Celestine Muthoni, now in her 20s, was an avid blood donor during her primary and secondary school years. But she later stopped doing so when she completed her university and got employed.
"I don’t really know why I stopped. In school, it was one of those things that were considered cool to do. But out here, people don’t take it as a big deal." She added: "Then it’s such a hustle sometimes to keep track of where donations are taking place."
Muthoni is among the many Kenyans, who due to one reason or another, fail to donate blood that is required from critical medical procedures. This has contributed to the blood deficit we have in the country. According to the Kenya National Blood Transfusion Services (KNBTS), the country needs about 400,000 units of blood annually to fulfil various medical needs. Yet, it currently records a shortfall of 250,000 units per year.
This dismal trend is replicated in most developing nations. Indeed, statistics from the World Health Organisation (WHO) show that the median blood donation rate in high-income countries is 32.1 donations per 1,000 people, as opposed to 4.6 donations per 1,000 people in low-income countries such as Kenya.
As countries mark the World Blood Donor Day on Thursday, health experts are urging affected nations to identify strategies for narrowing this gap so as to sufficiently meet the high demand for the blood in their countries. "We’re always collecting blood yet we never get enough. In fact, we’ve never attained our target.

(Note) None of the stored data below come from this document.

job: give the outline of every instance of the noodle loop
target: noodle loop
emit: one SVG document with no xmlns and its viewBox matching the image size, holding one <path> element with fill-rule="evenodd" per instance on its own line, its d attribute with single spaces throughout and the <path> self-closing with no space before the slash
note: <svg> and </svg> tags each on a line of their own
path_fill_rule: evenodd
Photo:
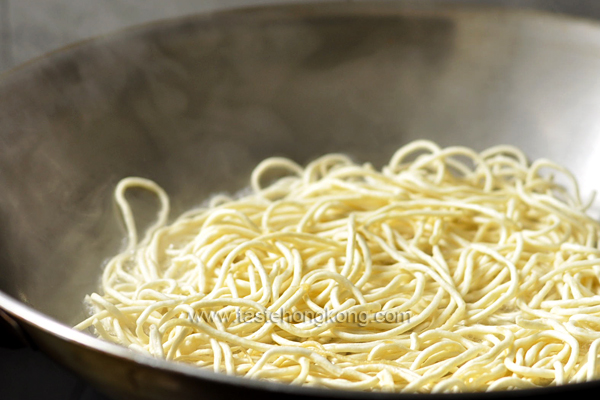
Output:
<svg viewBox="0 0 600 400">
<path fill-rule="evenodd" d="M 340 389 L 600 375 L 600 225 L 564 167 L 511 146 L 416 141 L 381 171 L 341 154 L 306 168 L 267 159 L 251 186 L 167 223 L 158 185 L 121 181 L 128 246 L 76 328 L 217 372 Z M 134 187 L 161 204 L 141 241 Z"/>
</svg>

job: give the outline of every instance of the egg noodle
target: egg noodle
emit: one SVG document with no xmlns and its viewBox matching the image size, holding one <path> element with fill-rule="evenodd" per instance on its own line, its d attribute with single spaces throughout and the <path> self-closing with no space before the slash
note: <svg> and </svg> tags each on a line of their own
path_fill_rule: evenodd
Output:
<svg viewBox="0 0 600 400">
<path fill-rule="evenodd" d="M 142 240 L 131 188 L 161 203 Z M 168 223 L 163 189 L 123 179 L 128 246 L 76 328 L 225 374 L 339 389 L 599 377 L 600 225 L 562 166 L 511 146 L 415 141 L 381 171 L 342 154 L 306 168 L 270 158 L 251 188 Z"/>
</svg>

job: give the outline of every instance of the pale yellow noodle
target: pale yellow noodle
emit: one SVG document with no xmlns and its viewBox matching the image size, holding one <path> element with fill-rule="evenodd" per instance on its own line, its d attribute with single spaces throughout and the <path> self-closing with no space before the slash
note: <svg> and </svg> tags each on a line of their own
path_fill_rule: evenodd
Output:
<svg viewBox="0 0 600 400">
<path fill-rule="evenodd" d="M 272 170 L 284 177 L 264 182 Z M 165 192 L 123 179 L 128 245 L 76 328 L 297 385 L 440 393 L 598 378 L 600 225 L 564 167 L 512 146 L 415 141 L 381 171 L 341 154 L 305 168 L 271 158 L 250 183 L 167 223 Z M 141 241 L 131 188 L 160 200 Z"/>
</svg>

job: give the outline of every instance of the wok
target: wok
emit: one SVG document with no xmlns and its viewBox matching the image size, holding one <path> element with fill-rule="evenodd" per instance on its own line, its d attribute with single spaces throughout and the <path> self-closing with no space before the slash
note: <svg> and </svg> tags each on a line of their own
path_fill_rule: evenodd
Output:
<svg viewBox="0 0 600 400">
<path fill-rule="evenodd" d="M 177 215 L 244 187 L 268 156 L 305 163 L 345 152 L 381 165 L 427 138 L 519 146 L 567 165 L 589 194 L 600 186 L 599 111 L 600 26 L 530 11 L 271 6 L 158 22 L 51 53 L 0 81 L 3 318 L 114 398 L 458 398 L 247 380 L 71 329 L 125 237 L 112 190 L 126 176 L 151 178 Z M 154 206 L 136 200 L 142 219 Z M 598 390 L 591 382 L 509 395 Z"/>
</svg>

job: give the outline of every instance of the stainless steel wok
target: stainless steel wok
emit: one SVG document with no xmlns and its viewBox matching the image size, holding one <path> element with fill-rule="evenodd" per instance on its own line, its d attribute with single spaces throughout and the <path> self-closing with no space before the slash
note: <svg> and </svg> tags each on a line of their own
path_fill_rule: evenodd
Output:
<svg viewBox="0 0 600 400">
<path fill-rule="evenodd" d="M 455 397 L 227 377 L 70 328 L 124 238 L 119 179 L 157 181 L 176 214 L 245 186 L 268 156 L 335 151 L 381 165 L 416 138 L 510 143 L 569 166 L 584 194 L 600 188 L 600 26 L 427 2 L 280 6 L 159 22 L 35 60 L 0 81 L 4 318 L 115 398 Z"/>
</svg>

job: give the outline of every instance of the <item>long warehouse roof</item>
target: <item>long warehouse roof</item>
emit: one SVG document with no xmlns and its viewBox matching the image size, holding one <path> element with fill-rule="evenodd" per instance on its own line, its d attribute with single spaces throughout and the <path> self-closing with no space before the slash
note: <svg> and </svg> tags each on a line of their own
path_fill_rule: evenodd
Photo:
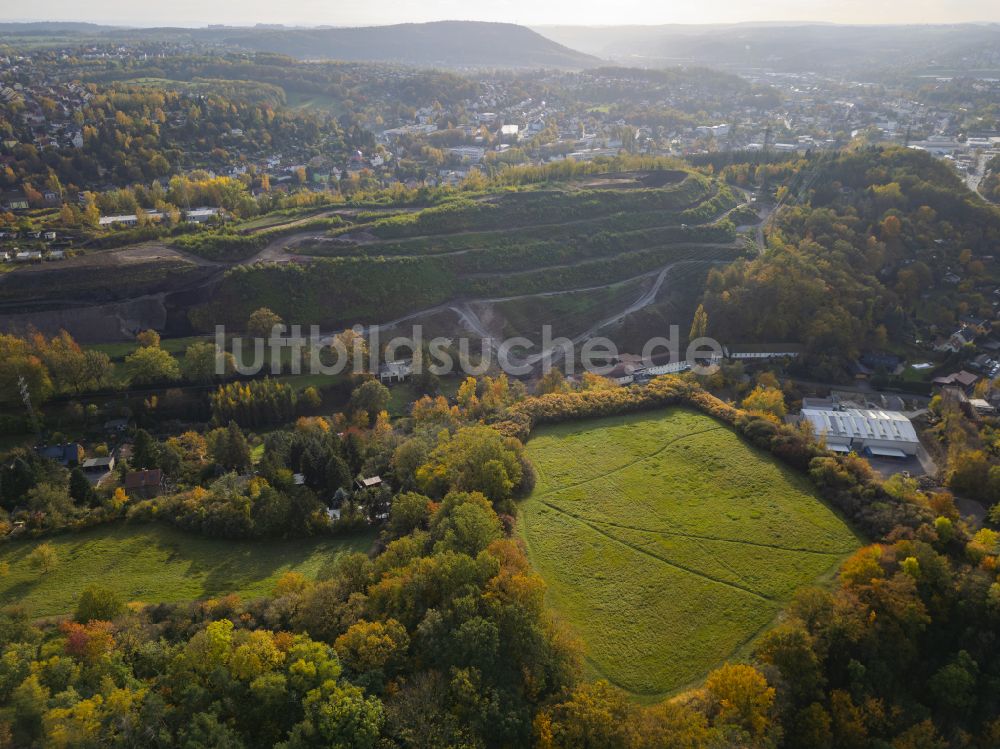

We get some and it’s over before we know it since there are many people in need of it," Dr Josephine Githaiga, KNBTS director told the Business Daily. Due to this insufficient blood supply, the organisation is often under immense pressure and sometimes unable to deliver blood in good time, in areas where the commodity is required.
The situation becomes dire when many casualties are involved such as after massive road accidents or tragic events like the Westgate terror attack. In such circumstances, people need blood to replace quantities lost as a result of the grave injuries they sustain.
According to Dr Githaiga, a majority of blood collected in Kenya is consumed by mothers and children. Expectant women usually require a transfusion during childbirth if they suffer from excessive bleeding (post-partum haemorrhage) which is the leading cause of Kenya’s high maternal mortality rate that stands at 488 deaths for every 100,000 live births. This translates to about 20 women dying every day from childbirth-related complications.
For children, blood transfusion is usually done to save the lives of those suffering from severe anaemia due to malaria and malnutrition. The two are leading causes of child mortality in Kenya. Aside from pregnant women and children, blood transfusion is also required during critical surgeries such as heart operations.
Patients with non-communicable diseases such as cancer, kidney or liver ailments which are on the rise in Kenya are also potential candidates for transfusion. "By the time someone is in need of blood, this is usually a medical emergency and patients will end up dying without it.
That’s why we are saying that as Kenyans, we need to wake up and do something. Let’s develop a culture of donating and not just leave the task to others," said Dr Githaiga.
She added that once collected, blood can only be stored for a period of 35 to 42 days depending on the preservative used. "So blood donation needs to be continuous." The KNBTS has for a long time relied on primary and secondary schools for blood collection.
But this approach, said Dr Githaiga, does not guarantee a continuous supply of blood since collection usually ceases when schools close yet they make up 80 per cent of donors in the country. "We are therefore urging adults and generally all other Kenyans to join them so we can have sufficient blood all year round."
The health ministry through the KNBTS has begun forging partnerships with private and public organisations to attain this goal. Those already on board include Barclays Bank, Kenya Defence Forces, Kenya Pipeline Company and the National Social Security Fund. "We encourage more to join us.
These organisations are allowing us to come to their place of work, put up our tents and conduct blood drives regularly. So employees can easily stop by briefly then go back to work after donating."
As the entire blood donation process usually takes about 15 minutes, Barclays Bank has started a campaign dubbed ‘15-to-save-a-life’ with the aim of creating awareness among its staff as well as the public on the importance of blood donation.
"We hope to create a culture of blood donation among Kenyans that will eventually see us bridge the existing gap. No Kenyan should risk death due to the lack of blood," said Jeremy Awori, managing director for Barclays Bank Kenya Dr Githaiga stated: "We want the idea of blood donation to become so ingrained in all of us-both adults and children- to an extent that we make it a habit to donate twice or thrice a year."